In its Q1 2023 report, Amazon showed solid results, outperforming analyst expectations with regards to both topline and earnings. However, the multitasking giant revealed a slowdown in AWS segment growth and warned that growth is expected to drop further in the current quarter. Microsoft and Alphabet both saw decelerating cloud performance in the March quarter; customers are looking to decrease spending as economic uncertainty reigns.

However, looking further than the next one or two quarters, the global cloud computing market is expected to reach $1.5 to $2 trillion by 2030, versus its size of $484 billion at the end of last year. The continued strong growth is led by the functional ability of cloud computing to improve business performance, as well as by the rising need for hybrid models, omni-cloud systems, and pay-as-you-go models. Government initiatives to safeguard data security and integrity are also helping the sector to expand. Additionally, the COVID-19 pandemic has increased the use of cloud computing and hybrid work models.
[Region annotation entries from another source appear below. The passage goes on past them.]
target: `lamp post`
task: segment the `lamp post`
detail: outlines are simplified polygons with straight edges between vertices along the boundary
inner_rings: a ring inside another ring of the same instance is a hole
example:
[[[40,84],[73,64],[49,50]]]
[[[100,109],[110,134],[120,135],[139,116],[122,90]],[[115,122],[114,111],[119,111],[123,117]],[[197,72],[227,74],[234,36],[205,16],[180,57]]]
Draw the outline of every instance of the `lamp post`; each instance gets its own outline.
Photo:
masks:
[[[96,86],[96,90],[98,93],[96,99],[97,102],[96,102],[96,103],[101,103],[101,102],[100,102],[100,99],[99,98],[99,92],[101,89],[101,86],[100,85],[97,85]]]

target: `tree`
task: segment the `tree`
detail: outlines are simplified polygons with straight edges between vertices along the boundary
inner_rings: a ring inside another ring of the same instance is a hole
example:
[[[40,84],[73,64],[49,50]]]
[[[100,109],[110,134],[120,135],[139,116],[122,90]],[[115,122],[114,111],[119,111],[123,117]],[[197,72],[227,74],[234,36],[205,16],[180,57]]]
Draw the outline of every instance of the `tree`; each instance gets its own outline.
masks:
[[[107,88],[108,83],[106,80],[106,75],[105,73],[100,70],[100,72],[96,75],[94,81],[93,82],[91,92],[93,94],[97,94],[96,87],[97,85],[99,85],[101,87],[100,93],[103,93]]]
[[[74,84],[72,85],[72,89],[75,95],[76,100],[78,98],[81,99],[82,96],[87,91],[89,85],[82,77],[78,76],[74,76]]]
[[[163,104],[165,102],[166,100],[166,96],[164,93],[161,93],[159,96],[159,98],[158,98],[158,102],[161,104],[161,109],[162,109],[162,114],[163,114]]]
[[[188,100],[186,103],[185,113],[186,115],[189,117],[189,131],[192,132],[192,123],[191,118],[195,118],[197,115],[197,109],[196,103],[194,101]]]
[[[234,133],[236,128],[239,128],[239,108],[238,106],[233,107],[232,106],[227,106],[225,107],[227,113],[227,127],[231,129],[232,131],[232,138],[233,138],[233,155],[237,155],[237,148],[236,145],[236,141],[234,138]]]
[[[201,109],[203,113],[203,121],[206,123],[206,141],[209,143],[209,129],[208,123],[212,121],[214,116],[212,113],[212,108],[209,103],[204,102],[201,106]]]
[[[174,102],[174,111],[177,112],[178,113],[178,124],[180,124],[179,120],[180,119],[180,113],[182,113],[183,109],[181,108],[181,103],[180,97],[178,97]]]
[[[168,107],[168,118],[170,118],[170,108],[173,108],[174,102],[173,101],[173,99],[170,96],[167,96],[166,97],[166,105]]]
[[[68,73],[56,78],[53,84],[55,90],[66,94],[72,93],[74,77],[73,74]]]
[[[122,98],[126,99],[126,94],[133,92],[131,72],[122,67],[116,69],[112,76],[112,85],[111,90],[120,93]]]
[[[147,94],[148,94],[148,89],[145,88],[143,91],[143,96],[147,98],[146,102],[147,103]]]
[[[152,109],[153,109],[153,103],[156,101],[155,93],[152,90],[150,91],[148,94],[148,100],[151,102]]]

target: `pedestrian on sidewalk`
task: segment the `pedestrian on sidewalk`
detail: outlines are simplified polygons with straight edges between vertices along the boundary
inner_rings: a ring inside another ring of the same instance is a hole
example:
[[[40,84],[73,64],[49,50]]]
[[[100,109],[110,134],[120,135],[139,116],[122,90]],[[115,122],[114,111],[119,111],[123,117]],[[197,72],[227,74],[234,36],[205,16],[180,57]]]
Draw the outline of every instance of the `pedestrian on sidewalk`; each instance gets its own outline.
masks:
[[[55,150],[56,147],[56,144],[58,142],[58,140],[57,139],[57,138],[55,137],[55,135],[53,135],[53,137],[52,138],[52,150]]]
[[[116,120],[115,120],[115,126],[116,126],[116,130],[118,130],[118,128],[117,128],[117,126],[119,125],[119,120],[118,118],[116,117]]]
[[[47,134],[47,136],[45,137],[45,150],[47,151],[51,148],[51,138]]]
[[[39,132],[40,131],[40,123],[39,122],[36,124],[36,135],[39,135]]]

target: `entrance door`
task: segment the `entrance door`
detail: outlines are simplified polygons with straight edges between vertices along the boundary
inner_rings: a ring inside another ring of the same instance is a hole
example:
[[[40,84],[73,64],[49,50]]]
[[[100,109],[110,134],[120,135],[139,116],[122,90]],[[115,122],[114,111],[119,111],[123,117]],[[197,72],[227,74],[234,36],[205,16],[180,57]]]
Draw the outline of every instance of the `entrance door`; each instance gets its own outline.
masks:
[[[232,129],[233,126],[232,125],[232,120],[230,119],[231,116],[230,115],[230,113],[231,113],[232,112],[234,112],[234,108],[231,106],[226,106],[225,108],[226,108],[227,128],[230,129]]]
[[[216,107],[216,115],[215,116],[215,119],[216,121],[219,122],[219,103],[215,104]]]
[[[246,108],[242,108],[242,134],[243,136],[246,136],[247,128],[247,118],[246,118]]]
The market’s growth may increase even further thanks to the Artificial Intelligence applications and uses that have swept into our lives in recent years. All the Big Three cloud providers agree that the future growth of the cloud service business will come from the growing demand for AI-based services that each of the vendors offers on their cloud platforms. This is a great opportunity and, at the same time, a huge challenge for Amazon. For now, Microsoft is far ahead in the AI race, thanks to its special position as a primary partner for OpenAI with its ChatGPT and GPT-4 technology. Alphabet has recently made a considerable advance into the AI battlefield with its various investments in the AI technology and the incorporation of the generative AI service “Bard” into its applications.

Conclusion: Is Amazon a BUY?

One conclusion that can be drawn from the results is that Amazon is valued as a high-growth company, while in fact, it is an established slow-growth, market-commanding conglomerate, whose leadership in its most profitable segment may be soon challenged by rivals. The cloud business is a gold mine, that’s for sure; but one that is mined by many players, some of which may take over the helm. When looking for a long-term cloud computing play, Microsoft’s and Alphabet’s stocks may have more room for upside than Amazon’s.

Significantly, all three companies have “Outperform” Smart Score ratings on TipRanks, with the analysts attaching “Strong Buy” recommendations to their stocks.